2) which kind of edit mode no matter genome produce after being edited by fixed point, and gRNA sequences can change, therefore base If because of a group neighbouring restriction enzyme site of the PAM areas containing restriction enzyme for editor's target site, then the hairy root of homozygosis editor DNA would not be cut by restriction enzyme, and the hairy root without editor or heterozygosis editor can then be cut open wholly or in part, from And quickly Screening and Identification can go out the homozygosis root system of genome editor.Based on foregoing invention theory, central characteristics of the invention exist In:In the gRNA sequences Designs of genome editor prioritizing selection adjacent to the restrictive restriction enzyme site in PAM areas sequence, pole The big workload for simplifying later stage screening-gene group editor homozygosis hairy root root system.

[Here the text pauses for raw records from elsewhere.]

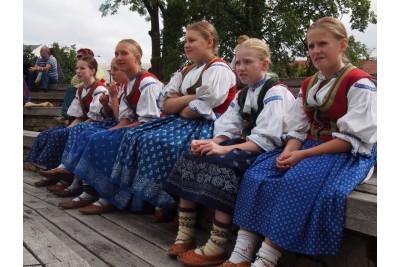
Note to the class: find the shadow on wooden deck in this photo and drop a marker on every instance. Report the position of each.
(57, 237)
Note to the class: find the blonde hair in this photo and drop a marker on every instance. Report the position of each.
(262, 49)
(135, 47)
(335, 27)
(259, 46)
(113, 63)
(242, 38)
(207, 30)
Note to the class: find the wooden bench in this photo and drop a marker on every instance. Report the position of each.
(360, 237)
(40, 118)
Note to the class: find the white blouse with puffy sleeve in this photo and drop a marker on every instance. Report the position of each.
(94, 113)
(213, 91)
(271, 124)
(358, 126)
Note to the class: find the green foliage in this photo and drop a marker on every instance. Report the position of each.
(282, 24)
(357, 52)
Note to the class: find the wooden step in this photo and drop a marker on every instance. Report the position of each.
(42, 111)
(58, 95)
(59, 87)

Present invention beneficial effect compared with prior art:
1) Screening and Identification cycle time:Heretofore described agrobacterium rhizogenes starts to produce for 10-14 days after infecting explant Setation shape root.Growth of hair root 10-14d can a breeding generation, at most the needs time of 2 months as S0 generations, later 10-14d S2 generations can be bred.Homozygosis hairy root root system is obtained so being identified by 1-2 month after infecting explant through agrobacterium rhizogenes. Significantly shorten the cycle for obtaining genome editor's homozygous line.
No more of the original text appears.